Re: Section 10 lease provision… “In addition, Lessee may at any time and from time to time execute and deliver to Lessor or file for record a release or releases of this lease as to any part or all of said land or of any mineral or horizon thereunder, and thereby be relieved of all obligations as to the released acreage or interests.”
I have a partial depth lease is in a LDOC unit. I am receiving royalties for a well the lessee drilled a few years ago in the unit (not on my tract). A few days before spudding a new deeper well in my unit (not on my tract), the lessee made effective a release of its interest in my lease but only insofar as the lease covers the proposed new well’s wellbore. Actually, it was 2.5 months after the proposed new well was spudded that the release was executed and subsequently recorded, but it was backdated to be effective prior to spudding.
I suspect the wellbore release may have been intended to overcome ownership variances between zones thereby allowing commingling of production from all zones.
The lessee thereby cut me out of the producing new well and deemed me a working interest owner. Until the well pays out (if it ever does), he effectively has use of production revenue that would have been paid to me as royalty for the leased depths of the well.
I will appreciate comments from knowledgeable landmen and oil and gas attorneys on this forum regarding my situation.
Before I go any further, I reiterate that I would contact a qualified attorney about this matter immediately.
As to some of jkw's comments, I have to respectfully disagree.
Obviously, these comments were based on the assumption that an operator would not release rights to their wellbore (which would effectively surrender their investment in that well), and the Lessee in this case was not the operator. Given those reasonable assumptions, much of these thoughts are on point.
However, two things bear pointing out (more to differentiate than to differ). First, 30:10's amendment accomplishes a much more important role than protecting the "small lessee," although it does accomplish that. Much more importantly, it provides a legal mechanism for better ensuring that the innocent mineral/royalty owner is paid royalties when their Lessee does not consent to a well election. In this respect, it is really the mineral owner who is being protected, and the small Lessee benefits as a consequence.
Second, I disagree that being relieved of the costs of drilling in this situation would unfairly burden the operator. Were the Lessee in this case NOT the operator, and they relinquished the rights after commencement of operations, it would be the Lessee who would have to bear the burden of paying the costs at least to the actual time of the release (not some fictitious retroactive time), not the operator. Thus, the lessee who releases a lease after commencement of well operations does so at the expense of forfeiture of his sunk costs to that point. That is the logical and equitable way of resolving the situation: a Lessee should not be allowed a chance at producing a great well (and then holding the lease by production), while still given the option to walk away from the lease if it does not go well and recover its costs at the expense of the innocent mineral owner who contracted with him.

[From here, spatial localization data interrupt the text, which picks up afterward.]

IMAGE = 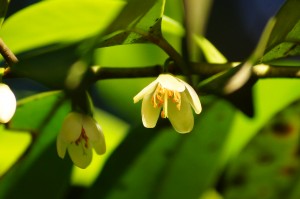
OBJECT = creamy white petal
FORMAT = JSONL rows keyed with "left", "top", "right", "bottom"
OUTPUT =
{"left": 141, "top": 94, "right": 161, "bottom": 128}
{"left": 91, "top": 138, "right": 106, "bottom": 155}
{"left": 133, "top": 79, "right": 158, "bottom": 103}
{"left": 0, "top": 83, "right": 16, "bottom": 123}
{"left": 68, "top": 142, "right": 93, "bottom": 169}
{"left": 82, "top": 115, "right": 106, "bottom": 155}
{"left": 157, "top": 74, "right": 185, "bottom": 92}
{"left": 179, "top": 80, "right": 202, "bottom": 114}
{"left": 56, "top": 134, "right": 68, "bottom": 159}
{"left": 82, "top": 115, "right": 101, "bottom": 141}
{"left": 168, "top": 92, "right": 194, "bottom": 133}
{"left": 60, "top": 112, "right": 83, "bottom": 142}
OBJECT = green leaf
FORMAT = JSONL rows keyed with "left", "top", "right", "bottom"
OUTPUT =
{"left": 11, "top": 43, "right": 80, "bottom": 88}
{"left": 221, "top": 79, "right": 300, "bottom": 170}
{"left": 161, "top": 16, "right": 185, "bottom": 37}
{"left": 263, "top": 0, "right": 300, "bottom": 62}
{"left": 8, "top": 91, "right": 67, "bottom": 131}
{"left": 85, "top": 99, "right": 235, "bottom": 199}
{"left": 222, "top": 99, "right": 300, "bottom": 199}
{"left": 161, "top": 16, "right": 227, "bottom": 63}
{"left": 193, "top": 34, "right": 227, "bottom": 63}
{"left": 99, "top": 0, "right": 166, "bottom": 46}
{"left": 0, "top": 0, "right": 125, "bottom": 55}
{"left": 0, "top": 91, "right": 72, "bottom": 199}
{"left": 84, "top": 124, "right": 159, "bottom": 199}
{"left": 266, "top": 0, "right": 300, "bottom": 51}
{"left": 183, "top": 0, "right": 213, "bottom": 61}
{"left": 0, "top": 0, "right": 9, "bottom": 27}
{"left": 198, "top": 64, "right": 256, "bottom": 117}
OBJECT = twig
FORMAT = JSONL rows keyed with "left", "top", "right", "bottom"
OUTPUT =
{"left": 0, "top": 38, "right": 18, "bottom": 67}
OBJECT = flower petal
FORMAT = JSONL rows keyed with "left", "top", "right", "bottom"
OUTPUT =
{"left": 142, "top": 94, "right": 161, "bottom": 128}
{"left": 179, "top": 80, "right": 202, "bottom": 114}
{"left": 168, "top": 92, "right": 194, "bottom": 133}
{"left": 0, "top": 83, "right": 16, "bottom": 123}
{"left": 157, "top": 74, "right": 185, "bottom": 92}
{"left": 68, "top": 142, "right": 93, "bottom": 169}
{"left": 56, "top": 134, "right": 68, "bottom": 159}
{"left": 82, "top": 116, "right": 106, "bottom": 155}
{"left": 82, "top": 116, "right": 101, "bottom": 141}
{"left": 60, "top": 112, "right": 82, "bottom": 142}
{"left": 133, "top": 79, "right": 158, "bottom": 103}
{"left": 91, "top": 139, "right": 106, "bottom": 155}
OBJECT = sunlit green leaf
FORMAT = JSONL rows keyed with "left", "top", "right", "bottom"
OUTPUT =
{"left": 8, "top": 91, "right": 67, "bottom": 130}
{"left": 193, "top": 35, "right": 227, "bottom": 63}
{"left": 71, "top": 108, "right": 129, "bottom": 187}
{"left": 0, "top": 127, "right": 31, "bottom": 175}
{"left": 161, "top": 16, "right": 227, "bottom": 63}
{"left": 222, "top": 99, "right": 300, "bottom": 199}
{"left": 0, "top": 91, "right": 72, "bottom": 199}
{"left": 0, "top": 0, "right": 125, "bottom": 55}
{"left": 85, "top": 99, "right": 235, "bottom": 199}
{"left": 221, "top": 79, "right": 300, "bottom": 168}
{"left": 84, "top": 124, "right": 159, "bottom": 199}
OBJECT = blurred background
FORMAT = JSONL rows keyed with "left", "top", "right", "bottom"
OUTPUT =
{"left": 2, "top": 1, "right": 300, "bottom": 199}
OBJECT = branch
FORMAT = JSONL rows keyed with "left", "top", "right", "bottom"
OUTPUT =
{"left": 3, "top": 57, "right": 300, "bottom": 81}
{"left": 0, "top": 38, "right": 18, "bottom": 67}
{"left": 252, "top": 64, "right": 300, "bottom": 78}
{"left": 89, "top": 62, "right": 300, "bottom": 81}
{"left": 90, "top": 65, "right": 163, "bottom": 80}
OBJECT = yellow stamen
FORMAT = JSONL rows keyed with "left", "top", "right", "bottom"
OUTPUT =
{"left": 151, "top": 84, "right": 182, "bottom": 118}
{"left": 161, "top": 110, "right": 165, "bottom": 118}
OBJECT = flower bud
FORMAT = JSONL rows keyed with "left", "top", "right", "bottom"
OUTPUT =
{"left": 0, "top": 83, "right": 16, "bottom": 123}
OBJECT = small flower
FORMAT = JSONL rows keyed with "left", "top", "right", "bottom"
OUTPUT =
{"left": 0, "top": 83, "right": 16, "bottom": 123}
{"left": 133, "top": 74, "right": 202, "bottom": 133}
{"left": 56, "top": 112, "right": 106, "bottom": 169}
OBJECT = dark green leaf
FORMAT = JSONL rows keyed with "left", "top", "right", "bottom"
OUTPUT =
{"left": 197, "top": 18, "right": 274, "bottom": 116}
{"left": 0, "top": 0, "right": 9, "bottom": 27}
{"left": 99, "top": 0, "right": 166, "bottom": 47}
{"left": 266, "top": 0, "right": 300, "bottom": 51}
{"left": 263, "top": 0, "right": 300, "bottom": 62}
{"left": 198, "top": 65, "right": 257, "bottom": 117}
{"left": 11, "top": 43, "right": 83, "bottom": 89}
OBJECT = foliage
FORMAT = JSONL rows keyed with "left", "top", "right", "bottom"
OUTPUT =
{"left": 0, "top": 0, "right": 300, "bottom": 199}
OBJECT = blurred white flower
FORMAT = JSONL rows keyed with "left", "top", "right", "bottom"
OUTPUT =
{"left": 57, "top": 112, "right": 106, "bottom": 169}
{"left": 134, "top": 74, "right": 202, "bottom": 133}
{"left": 0, "top": 83, "right": 16, "bottom": 123}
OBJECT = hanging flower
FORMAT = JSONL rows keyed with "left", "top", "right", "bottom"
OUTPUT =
{"left": 133, "top": 74, "right": 202, "bottom": 133}
{"left": 56, "top": 112, "right": 106, "bottom": 169}
{"left": 0, "top": 83, "right": 16, "bottom": 123}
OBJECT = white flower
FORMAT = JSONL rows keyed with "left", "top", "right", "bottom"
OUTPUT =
{"left": 0, "top": 83, "right": 16, "bottom": 123}
{"left": 56, "top": 112, "right": 106, "bottom": 169}
{"left": 133, "top": 74, "right": 202, "bottom": 133}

Another factor which led to my comment that the mineral owner in such a case may be entitled to be freed of the costs is that, in effect, this mineral owner has now been force pooled without being given adequate notice and the opportunity to elect to participate prior to drilling. In that situation (just as when a UMI is not notified by title error or oversight), as a UMI they would be entitled to an accounting of well costs and production data upon demand within 90 days of completion of the well. See La RS 30:103-103.2. If the correct steps are taken and the operator fails to comply with UMI demands in a timely fashion, the UMI will be freed from ALL liability for its share of production costs.
And again, this situation is bizarre, and I would contact an attorney immediately if I was in this position.
To help control a would-be lessee (especially if you intend to have a horizontal pugh clause in your lease) and avoid finding yourself in a situation like the one described in this discussion, I would strongly recommend that a mineral owner have his/her attorney consider including in Exhibit A something similar to the following:
PARTIAL RELEASES: Lessee may any time during this Lease release from the lands covered hereby any lands or mineral horizons subject to this Lease and thereby may be relieved of all obligations hereafter accruing as to the released acreage or interest, provided that (a) Lessee may not release any portion of this Lease included in a pooled unit while operations are being conducted on such unit, and (b) any such partial release must release all depths in and under the lands released.
RELEASES: Should Lessee release any part or all of this lease as allowed herein, such release shall not be effective until (a) the release has been filed for record by Lessee and (b) a copy of said filing has been delivered by Lessee to Lessor by certified mail.